In case anyone is struggling with getting a certificate running on your mac hosted Stand-alone web app and you are not a unix Guru,
here’s a short guide on how I did it.
In your App’s open event of the loading screen, you check if the session is connected securely by using something like this;
if Not Session.Secure then
Dim host as String = Session.Header(“Host”)
Dim url as String = “https://” + host
ShowURL(url)
end
This will cause anyone visiting the non SSL link to be re-routed to the SSL secured link, without them actually having to choose https:// as a start.
Obviously you also need a certificate added to your web App.
I did this using the Server App that comes with Mac server when bought from the Apple Store, which turns any mac into a server for 25 bucks.

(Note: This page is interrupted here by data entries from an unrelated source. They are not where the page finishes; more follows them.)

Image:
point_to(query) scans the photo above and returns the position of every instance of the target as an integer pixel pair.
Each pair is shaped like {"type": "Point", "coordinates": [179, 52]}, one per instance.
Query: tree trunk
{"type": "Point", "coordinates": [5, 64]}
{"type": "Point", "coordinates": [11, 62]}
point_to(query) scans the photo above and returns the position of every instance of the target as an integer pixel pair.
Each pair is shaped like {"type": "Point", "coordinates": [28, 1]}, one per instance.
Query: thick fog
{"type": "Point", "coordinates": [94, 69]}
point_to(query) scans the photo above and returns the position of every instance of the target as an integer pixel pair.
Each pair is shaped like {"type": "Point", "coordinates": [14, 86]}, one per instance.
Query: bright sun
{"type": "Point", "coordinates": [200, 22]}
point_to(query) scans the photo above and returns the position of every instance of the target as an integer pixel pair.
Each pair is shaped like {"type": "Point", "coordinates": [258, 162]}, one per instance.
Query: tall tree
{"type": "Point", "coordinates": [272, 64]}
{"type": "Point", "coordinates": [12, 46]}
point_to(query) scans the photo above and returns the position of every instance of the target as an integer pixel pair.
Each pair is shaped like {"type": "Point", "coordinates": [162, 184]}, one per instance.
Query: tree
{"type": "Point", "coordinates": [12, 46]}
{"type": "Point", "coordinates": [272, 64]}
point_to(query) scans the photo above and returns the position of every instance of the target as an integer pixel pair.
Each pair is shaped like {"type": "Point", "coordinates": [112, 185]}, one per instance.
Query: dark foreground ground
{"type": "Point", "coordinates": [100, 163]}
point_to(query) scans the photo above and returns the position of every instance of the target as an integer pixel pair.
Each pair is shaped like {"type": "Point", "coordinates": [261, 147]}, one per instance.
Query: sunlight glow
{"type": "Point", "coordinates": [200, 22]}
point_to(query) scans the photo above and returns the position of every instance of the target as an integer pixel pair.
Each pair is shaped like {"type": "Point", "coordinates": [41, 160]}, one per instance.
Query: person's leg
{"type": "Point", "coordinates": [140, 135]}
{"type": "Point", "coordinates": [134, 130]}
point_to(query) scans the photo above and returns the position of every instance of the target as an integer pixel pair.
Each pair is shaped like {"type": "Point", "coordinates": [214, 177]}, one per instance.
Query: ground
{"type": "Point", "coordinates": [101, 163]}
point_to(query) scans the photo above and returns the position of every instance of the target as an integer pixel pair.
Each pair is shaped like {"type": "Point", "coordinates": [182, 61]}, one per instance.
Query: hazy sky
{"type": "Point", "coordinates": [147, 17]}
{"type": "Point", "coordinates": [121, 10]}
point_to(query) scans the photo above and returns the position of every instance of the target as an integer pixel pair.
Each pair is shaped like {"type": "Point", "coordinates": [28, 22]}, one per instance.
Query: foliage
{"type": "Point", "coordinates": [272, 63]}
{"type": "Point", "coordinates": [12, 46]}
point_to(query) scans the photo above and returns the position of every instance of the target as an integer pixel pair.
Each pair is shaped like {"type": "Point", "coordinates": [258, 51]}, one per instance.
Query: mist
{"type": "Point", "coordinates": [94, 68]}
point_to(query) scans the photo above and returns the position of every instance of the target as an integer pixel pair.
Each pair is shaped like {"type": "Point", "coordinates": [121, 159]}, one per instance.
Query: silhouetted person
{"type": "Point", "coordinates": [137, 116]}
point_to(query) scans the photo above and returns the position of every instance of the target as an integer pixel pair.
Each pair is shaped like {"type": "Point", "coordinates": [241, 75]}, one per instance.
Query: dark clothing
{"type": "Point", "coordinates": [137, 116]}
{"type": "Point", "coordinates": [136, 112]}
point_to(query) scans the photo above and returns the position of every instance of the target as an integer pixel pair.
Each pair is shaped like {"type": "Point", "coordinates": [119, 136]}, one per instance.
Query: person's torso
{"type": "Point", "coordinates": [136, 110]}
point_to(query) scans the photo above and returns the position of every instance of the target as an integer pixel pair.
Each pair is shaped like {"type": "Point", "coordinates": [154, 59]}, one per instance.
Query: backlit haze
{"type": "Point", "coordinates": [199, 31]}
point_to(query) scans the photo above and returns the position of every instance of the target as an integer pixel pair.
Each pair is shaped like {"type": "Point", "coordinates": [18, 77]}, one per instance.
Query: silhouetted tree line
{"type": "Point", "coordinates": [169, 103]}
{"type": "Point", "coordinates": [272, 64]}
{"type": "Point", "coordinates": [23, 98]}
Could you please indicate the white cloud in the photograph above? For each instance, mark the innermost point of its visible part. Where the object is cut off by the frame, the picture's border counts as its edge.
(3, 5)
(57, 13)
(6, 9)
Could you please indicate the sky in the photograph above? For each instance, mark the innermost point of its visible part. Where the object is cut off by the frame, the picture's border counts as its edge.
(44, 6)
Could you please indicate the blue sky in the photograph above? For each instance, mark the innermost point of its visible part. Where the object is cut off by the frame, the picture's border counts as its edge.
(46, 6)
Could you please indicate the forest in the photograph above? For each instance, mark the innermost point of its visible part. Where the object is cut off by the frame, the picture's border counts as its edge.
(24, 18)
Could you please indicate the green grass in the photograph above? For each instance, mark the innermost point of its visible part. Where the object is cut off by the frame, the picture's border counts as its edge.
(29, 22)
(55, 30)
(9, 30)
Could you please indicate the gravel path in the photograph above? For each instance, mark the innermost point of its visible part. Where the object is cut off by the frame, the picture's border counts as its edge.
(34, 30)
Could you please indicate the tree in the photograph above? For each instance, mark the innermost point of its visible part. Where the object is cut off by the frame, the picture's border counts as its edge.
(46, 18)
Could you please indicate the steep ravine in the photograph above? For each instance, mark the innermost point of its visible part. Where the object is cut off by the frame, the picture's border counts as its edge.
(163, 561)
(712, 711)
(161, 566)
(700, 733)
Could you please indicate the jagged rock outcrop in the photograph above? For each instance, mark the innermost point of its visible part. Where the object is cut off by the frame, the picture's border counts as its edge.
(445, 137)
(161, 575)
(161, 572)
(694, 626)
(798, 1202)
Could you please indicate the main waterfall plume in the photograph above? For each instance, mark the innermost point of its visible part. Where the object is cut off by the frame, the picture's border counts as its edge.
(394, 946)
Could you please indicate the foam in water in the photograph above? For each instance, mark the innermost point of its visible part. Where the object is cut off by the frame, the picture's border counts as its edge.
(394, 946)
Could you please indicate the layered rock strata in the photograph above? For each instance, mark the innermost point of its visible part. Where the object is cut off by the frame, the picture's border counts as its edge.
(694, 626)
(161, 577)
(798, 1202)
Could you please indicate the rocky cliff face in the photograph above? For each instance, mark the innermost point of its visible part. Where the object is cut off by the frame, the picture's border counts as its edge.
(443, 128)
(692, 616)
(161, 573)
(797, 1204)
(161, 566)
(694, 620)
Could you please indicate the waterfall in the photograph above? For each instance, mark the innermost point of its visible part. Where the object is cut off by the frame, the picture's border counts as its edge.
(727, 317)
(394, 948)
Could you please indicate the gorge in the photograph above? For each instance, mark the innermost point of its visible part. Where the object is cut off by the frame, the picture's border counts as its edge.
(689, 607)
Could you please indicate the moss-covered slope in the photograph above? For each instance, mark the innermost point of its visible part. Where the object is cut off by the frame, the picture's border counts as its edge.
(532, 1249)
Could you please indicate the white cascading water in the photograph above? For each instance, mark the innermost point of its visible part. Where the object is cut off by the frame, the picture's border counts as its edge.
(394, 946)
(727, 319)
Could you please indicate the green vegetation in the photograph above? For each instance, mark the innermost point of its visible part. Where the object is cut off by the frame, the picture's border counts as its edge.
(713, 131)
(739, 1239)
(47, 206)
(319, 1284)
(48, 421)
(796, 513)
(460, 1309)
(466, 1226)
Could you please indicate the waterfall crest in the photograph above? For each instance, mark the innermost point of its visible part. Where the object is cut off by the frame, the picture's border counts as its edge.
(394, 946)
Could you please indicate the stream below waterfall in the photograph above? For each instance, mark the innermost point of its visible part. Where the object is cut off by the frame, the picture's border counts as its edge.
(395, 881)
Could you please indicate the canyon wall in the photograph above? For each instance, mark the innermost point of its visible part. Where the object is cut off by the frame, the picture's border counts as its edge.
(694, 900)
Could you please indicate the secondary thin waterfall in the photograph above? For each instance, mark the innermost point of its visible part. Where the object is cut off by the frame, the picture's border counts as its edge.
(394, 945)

From there you create a CSR file, that you have to provide to your CSA so they can make you an SSL certificate.
The cheapest one I could find works; around $10 dollars.
The name you want is the name of your URL for the App, so for instance myownsecureapp.com if your app is called myownsecureapp and you want to host it on myownsecureapp.com.

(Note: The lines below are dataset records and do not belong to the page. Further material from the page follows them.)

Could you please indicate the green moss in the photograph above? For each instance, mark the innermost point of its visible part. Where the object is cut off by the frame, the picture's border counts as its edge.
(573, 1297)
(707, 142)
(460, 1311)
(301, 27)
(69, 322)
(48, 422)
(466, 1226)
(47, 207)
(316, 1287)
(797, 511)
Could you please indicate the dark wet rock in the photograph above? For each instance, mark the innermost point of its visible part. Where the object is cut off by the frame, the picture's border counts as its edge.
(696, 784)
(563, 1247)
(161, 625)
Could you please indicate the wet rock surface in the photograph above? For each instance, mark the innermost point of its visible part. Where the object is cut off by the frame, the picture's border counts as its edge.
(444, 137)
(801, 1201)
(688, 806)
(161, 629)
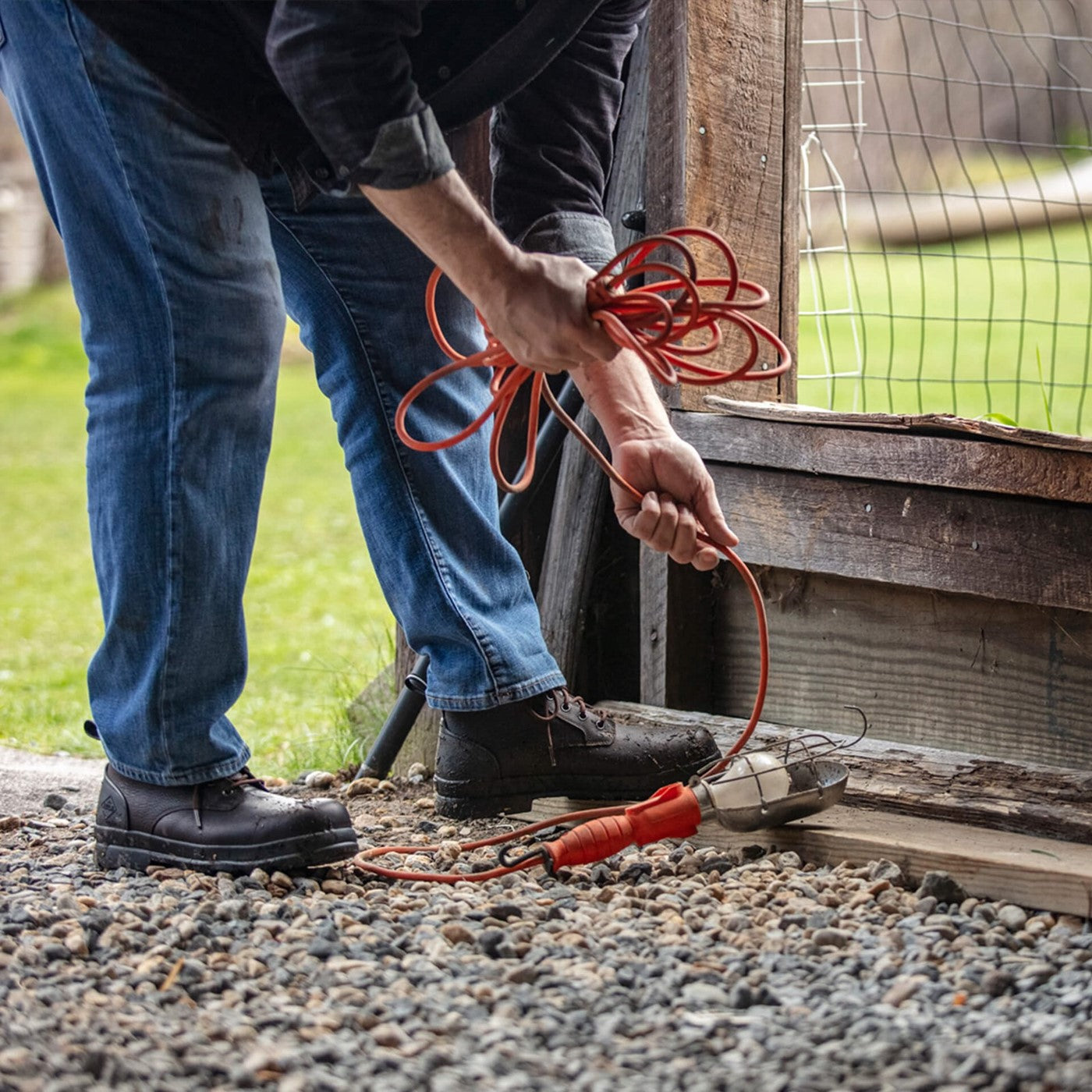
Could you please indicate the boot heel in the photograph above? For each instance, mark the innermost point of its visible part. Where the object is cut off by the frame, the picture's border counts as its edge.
(108, 857)
(480, 807)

You obviously need to be the owner of the URL when you request a certificate from your CSA, as they will be e-mailing you to an email address on that domain.
What you get back from your CSA is certificates, that you can add to your Mac keychain Access App by double clicking them on the mac you want the WebApp to run.
After you have done that, you export the certificate from Keychain Access, which will be in .p12 format.
Luckily .p12 can be converted to ASCI using OpenSSL.
The reason you need to do this is that the file you get from your CSA does not contain your private key (that would be pretty unsafe at it is an ASCII readable file)
More info on how to do this can be seen on;
https://www.sslshopper.com/ssl-converter.html
It even allows you to covert it on-line (although that is obviously less safe then doing it from a terminal on your mac)
What you get then is an almost ready to use file, with both a certificate and private key.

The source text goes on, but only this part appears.